In 2002, McEwen became the first Australian to win the Tour de France points classification. By 2006, McEwen had won the Tour de France green points jersey three times in this race – in 2002, 2004 and, again, in 2006 – defeating rivals such as fellow Australians Baden Cooke and Stuart O'Grady, and international competitors like Erik Zabel of Germany, Tom Boonen of Belgium and Thor Hushovd of Norway.
McEwen's first win in the 2002 Tour de France saw him win the green jersey from German legend Erik Zabel, with O'Grady third and Cooke fourth. In 2004, McEwen won the points classification for a second time, defeating Hushovd and Erik Zabel. McEwen had fractured two transverse process (vertebrae) in a mass pile up on stage 6 and continued the race in extreme pain, making his stage 9 win in Guéret all the more remarkable.
McEwen won his third and final Points classification in the 2006 Tour de France, this time with Zabel second and Hushovd third.
In 2012, he announced that the Tour of California would be the last professional race of his career. He struggled to reach the finishing line of the mountain stages in the gruppetto. He humorously said after his arrival on the final stage in Los Angeles: "This was a good race to pick as my last because I suffered so much this week I won't miss it." He was awarded the "Most Courageous Rider" jersey at the end of the race to commemorate his last day of professional cycling.[8] After retiring from racing, McEwen remained with Orica–GreenEDGE as a technical adviser and sprint coach.[9]
In 2017, 2018, 2019 and 2020, Robbie McEwen commentated on the Tour de France's world feed in English, alongside fellow Australian Matthew Keenan.[5][10]
In 2021 he featured on SBS Australia's coverage of a number of cycling races,[11] but his contract was not renewed for 2022.
He commentated on the Santos Festival of Cycling for the 7 Network Australia,[12] and joined GCN (Global Cycling Network) in March 2022.[13]
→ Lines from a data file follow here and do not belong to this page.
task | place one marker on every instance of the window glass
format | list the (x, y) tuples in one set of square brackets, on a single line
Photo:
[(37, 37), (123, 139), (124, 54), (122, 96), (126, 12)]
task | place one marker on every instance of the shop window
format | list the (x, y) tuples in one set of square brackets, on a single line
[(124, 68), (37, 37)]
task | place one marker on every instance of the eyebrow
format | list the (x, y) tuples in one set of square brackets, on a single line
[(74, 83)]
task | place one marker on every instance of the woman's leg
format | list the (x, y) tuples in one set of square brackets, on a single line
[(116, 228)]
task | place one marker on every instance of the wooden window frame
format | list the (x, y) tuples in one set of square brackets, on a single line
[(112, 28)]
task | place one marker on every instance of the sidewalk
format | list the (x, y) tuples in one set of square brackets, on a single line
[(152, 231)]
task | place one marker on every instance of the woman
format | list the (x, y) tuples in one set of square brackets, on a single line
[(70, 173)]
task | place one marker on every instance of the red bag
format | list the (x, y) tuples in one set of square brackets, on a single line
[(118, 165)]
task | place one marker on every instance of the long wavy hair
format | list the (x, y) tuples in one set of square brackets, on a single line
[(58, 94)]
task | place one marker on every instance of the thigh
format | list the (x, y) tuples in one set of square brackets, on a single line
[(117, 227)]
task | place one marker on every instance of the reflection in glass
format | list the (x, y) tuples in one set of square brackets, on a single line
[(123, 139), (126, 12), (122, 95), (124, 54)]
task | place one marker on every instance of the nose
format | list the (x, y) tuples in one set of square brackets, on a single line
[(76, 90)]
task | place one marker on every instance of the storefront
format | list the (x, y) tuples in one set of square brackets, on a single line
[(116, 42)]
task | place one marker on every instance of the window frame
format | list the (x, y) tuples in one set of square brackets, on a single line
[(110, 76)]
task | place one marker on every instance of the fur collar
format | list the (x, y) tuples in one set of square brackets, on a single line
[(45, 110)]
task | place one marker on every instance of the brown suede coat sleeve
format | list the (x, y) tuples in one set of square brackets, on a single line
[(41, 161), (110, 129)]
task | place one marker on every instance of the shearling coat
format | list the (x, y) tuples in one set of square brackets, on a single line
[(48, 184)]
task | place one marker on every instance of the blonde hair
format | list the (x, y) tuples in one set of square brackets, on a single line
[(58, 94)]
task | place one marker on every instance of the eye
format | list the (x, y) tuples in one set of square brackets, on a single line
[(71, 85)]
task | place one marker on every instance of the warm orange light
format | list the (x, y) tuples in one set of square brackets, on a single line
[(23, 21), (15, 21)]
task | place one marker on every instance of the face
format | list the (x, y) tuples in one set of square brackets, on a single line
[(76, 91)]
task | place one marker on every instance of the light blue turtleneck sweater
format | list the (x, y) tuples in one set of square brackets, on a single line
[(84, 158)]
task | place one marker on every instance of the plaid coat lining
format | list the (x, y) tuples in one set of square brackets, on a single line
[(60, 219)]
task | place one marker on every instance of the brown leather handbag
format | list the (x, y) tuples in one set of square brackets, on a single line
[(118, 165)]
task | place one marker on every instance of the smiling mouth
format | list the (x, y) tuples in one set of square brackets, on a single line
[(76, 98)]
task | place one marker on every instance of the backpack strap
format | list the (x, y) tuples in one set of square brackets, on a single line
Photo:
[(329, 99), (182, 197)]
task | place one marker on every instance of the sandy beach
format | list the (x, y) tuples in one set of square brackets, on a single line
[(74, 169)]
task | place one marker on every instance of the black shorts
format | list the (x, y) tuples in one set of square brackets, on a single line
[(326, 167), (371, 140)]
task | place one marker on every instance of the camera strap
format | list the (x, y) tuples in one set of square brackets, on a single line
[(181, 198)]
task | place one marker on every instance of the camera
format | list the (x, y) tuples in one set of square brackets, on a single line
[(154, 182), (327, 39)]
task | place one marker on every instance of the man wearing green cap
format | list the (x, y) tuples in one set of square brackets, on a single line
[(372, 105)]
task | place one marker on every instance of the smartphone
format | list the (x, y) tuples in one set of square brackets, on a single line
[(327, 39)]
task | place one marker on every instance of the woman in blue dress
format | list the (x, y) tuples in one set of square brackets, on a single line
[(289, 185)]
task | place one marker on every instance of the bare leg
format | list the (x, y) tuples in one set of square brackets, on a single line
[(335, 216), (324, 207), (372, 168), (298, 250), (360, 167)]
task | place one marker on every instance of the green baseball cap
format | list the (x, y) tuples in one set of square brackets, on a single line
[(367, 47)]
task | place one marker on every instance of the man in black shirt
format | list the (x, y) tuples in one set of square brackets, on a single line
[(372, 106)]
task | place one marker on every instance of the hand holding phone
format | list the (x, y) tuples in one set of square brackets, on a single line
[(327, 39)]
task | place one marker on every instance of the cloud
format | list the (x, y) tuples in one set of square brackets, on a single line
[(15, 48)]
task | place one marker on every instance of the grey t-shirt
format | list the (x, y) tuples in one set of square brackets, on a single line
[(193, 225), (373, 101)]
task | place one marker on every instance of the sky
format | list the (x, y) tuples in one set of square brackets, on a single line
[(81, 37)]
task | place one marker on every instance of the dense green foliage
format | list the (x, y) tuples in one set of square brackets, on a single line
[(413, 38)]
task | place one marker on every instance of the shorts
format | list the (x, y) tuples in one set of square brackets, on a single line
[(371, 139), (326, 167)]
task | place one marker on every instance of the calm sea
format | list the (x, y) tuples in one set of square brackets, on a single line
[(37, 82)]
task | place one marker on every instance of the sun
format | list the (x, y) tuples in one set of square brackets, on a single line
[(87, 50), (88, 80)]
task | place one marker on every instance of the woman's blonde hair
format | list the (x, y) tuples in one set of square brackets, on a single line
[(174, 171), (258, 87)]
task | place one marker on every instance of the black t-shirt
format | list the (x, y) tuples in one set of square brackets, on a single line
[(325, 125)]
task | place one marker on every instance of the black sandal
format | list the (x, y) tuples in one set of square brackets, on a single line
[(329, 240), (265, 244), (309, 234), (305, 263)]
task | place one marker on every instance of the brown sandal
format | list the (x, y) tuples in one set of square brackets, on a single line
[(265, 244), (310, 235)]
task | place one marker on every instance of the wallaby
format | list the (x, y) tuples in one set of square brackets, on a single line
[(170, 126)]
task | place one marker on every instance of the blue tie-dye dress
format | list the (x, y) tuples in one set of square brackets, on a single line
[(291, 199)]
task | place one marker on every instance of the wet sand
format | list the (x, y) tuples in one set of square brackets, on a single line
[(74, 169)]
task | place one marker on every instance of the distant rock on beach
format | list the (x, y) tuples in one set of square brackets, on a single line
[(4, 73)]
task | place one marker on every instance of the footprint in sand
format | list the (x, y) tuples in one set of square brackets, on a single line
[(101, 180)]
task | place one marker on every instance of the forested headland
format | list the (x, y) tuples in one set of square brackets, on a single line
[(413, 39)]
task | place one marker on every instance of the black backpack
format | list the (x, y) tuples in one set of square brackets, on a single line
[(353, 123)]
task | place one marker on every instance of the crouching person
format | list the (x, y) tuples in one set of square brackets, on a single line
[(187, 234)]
McEwen co-hosted the Seven Network broadcast of the 2023 & 2024 Santos Men's Tour Down Under used by Peacock in the US alongside Anna Meares and Phil Liggett.[14][15] He then went on to feature on Eurosport's coverage of the 2024 Tour de France as both a pundit on The Breakaway[16] and as a race commentator.
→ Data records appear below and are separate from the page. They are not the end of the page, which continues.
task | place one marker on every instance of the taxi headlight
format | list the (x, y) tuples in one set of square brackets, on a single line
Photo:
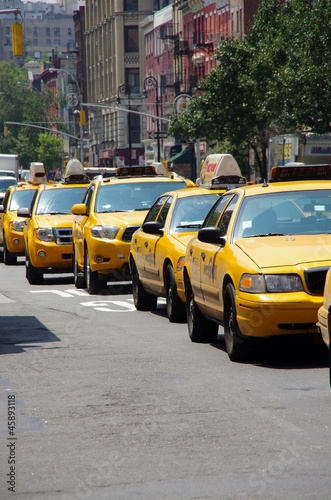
[(44, 234), (105, 232), (272, 283), (18, 225)]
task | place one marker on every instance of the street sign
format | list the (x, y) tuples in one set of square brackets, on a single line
[(154, 135), (72, 100)]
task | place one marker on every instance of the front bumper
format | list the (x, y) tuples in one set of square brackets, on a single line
[(268, 315)]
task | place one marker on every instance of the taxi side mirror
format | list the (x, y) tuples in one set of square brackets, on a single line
[(79, 209), (153, 227), (23, 212), (211, 235)]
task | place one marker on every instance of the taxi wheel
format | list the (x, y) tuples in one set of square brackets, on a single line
[(32, 276), (235, 345), (142, 300), (93, 285), (80, 281), (176, 310), (8, 258), (200, 329)]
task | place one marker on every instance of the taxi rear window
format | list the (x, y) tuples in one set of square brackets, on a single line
[(298, 212)]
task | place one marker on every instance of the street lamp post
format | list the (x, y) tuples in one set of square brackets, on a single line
[(79, 100), (151, 81), (125, 89)]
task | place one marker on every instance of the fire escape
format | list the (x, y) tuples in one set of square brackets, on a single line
[(181, 50)]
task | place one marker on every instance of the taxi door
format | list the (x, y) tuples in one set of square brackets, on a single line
[(79, 227), (153, 268), (214, 259)]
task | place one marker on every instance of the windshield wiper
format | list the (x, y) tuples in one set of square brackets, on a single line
[(262, 235)]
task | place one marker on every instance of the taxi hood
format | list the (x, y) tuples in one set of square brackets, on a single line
[(287, 250), (122, 219), (60, 220)]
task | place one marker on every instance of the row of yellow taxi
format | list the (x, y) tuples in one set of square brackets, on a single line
[(252, 258), (258, 266)]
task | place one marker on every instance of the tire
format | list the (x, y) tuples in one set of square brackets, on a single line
[(235, 343), (91, 277), (176, 310), (8, 258), (33, 277), (80, 281), (200, 329), (142, 300)]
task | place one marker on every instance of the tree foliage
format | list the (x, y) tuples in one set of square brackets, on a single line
[(21, 104), (275, 80)]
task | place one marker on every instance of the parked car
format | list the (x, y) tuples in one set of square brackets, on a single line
[(48, 232), (258, 265), (157, 253), (112, 210)]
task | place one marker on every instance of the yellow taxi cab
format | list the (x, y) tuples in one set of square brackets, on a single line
[(48, 231), (11, 226), (158, 247), (258, 264), (111, 211)]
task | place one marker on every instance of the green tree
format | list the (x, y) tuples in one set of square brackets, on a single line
[(276, 80), (49, 151)]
McEwen was known as a particularly cunning and tactical sprinter. Where many teams would use lead-out trains to secure a stage win for their selected sprinter, McEwen achieved many of his victories either with one lead-out man, or often none at all, by aggressively and intelligently positioning himself within the peloton in the final kilometres.
Fellow Australian cyclist Stuart O'Grady considers McEwen to be "one of the fastest, most powerful accelerators the planet has ever seen".[citation needed]
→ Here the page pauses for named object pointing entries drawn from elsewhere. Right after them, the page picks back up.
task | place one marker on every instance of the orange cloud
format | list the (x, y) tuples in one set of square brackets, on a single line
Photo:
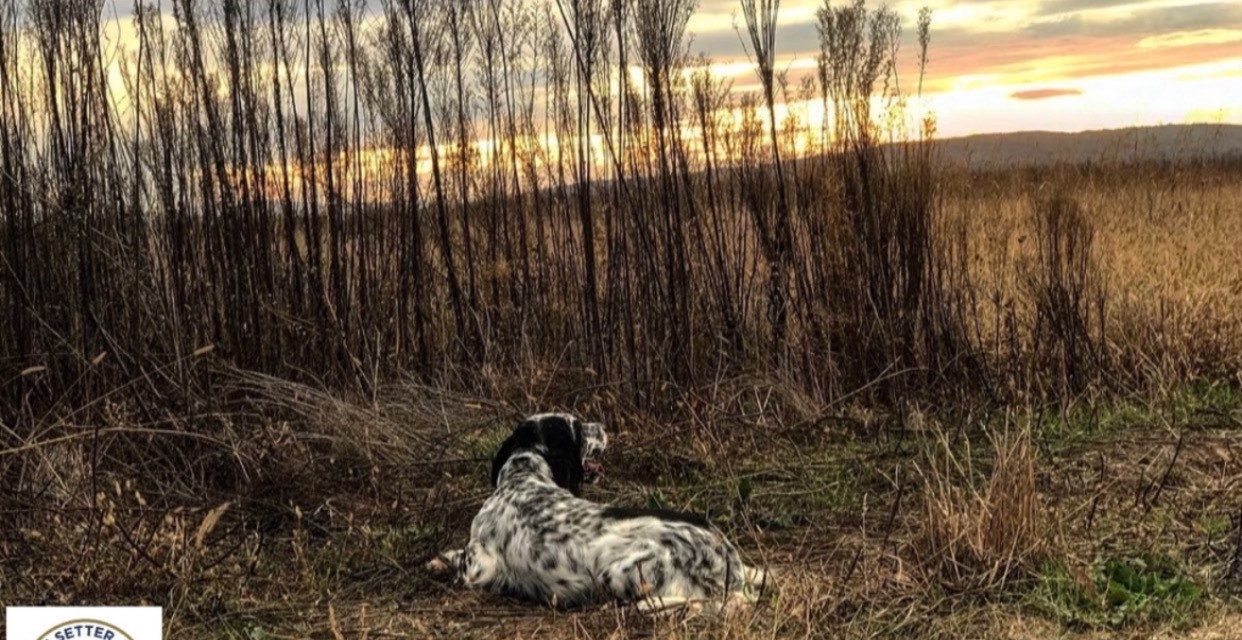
[(1045, 93)]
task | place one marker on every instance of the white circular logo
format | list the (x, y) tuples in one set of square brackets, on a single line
[(85, 629)]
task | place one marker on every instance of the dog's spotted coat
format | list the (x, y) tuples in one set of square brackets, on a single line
[(535, 538)]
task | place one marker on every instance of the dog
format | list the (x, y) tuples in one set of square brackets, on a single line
[(535, 538)]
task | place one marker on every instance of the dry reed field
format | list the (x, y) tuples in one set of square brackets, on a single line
[(277, 278)]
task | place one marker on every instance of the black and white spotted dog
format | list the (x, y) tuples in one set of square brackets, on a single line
[(535, 538)]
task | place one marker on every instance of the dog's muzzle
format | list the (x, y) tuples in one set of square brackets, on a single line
[(593, 471)]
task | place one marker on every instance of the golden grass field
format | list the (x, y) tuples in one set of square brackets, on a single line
[(1112, 516)]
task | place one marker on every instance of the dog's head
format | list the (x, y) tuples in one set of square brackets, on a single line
[(573, 449)]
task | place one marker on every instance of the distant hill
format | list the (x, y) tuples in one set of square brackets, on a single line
[(1171, 142)]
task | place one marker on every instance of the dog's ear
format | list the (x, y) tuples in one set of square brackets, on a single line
[(563, 451), (524, 436), (555, 440)]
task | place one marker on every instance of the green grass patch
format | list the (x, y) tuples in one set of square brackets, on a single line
[(1117, 593)]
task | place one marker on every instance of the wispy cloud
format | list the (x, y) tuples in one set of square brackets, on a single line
[(1045, 93), (1201, 36)]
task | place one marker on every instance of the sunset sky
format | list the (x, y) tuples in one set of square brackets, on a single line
[(1053, 65), (1020, 65)]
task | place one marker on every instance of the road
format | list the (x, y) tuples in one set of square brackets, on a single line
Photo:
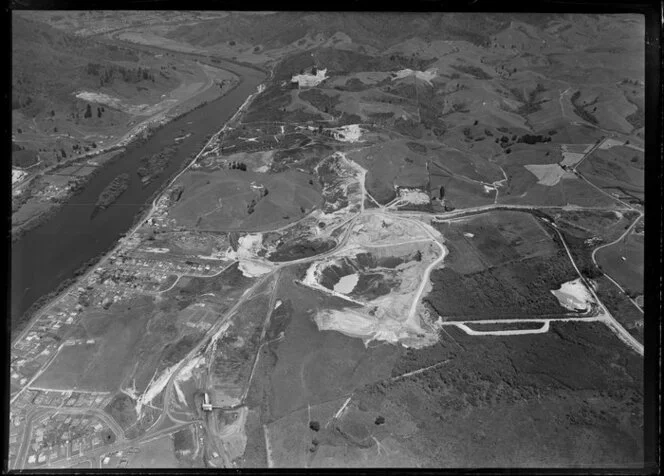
[(610, 321), (614, 242), (406, 216)]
McEwen lives in Australia with his Belgian wife, Angélique Pattyn, his son, Ewan, and his daughters, Elena and Claudia. In 2011, McEwen published an autobiography entitled 'One Way Road'. McEwen lived for many years in the Belgian town of Everbeek and is fluent in Dutch and also Spanish.
Grand Tour | 1997 | 1998 | 1999 | 2000 | 2001 | 2002 | 2003 | 2004 | 2005 | 2006 | 2007 | 2008 | 2009 | 2010 | 2011 |
---|---|---|---|---|---|---|---|---|---|---|---|---|---|---|---|
Giro d'Italia | — | — | — | DSQ | — | DNF | DNF | DNF | DNF | DNF | DNF | DNF | — | DNF | DNF |
Tour de France | 117 | 89 | 122 | 114 | — | 130 | 143 | 122 | 134 | 114 | DNF | 119 | — | 165 | — |
// Vuelta a España | — | DNF | DNF | — | 139 | — | — | — | — | DNF | — | — | — | — | — |
— | Did not compete |
---|---|
DNF | Did not finish |
DSQ | Disqualified |
In 2015, he was an inaugural Cycling Australia Hall of Fame inductee.[17] In 2019, inducted into Sport Australia Hall of Fame.[18]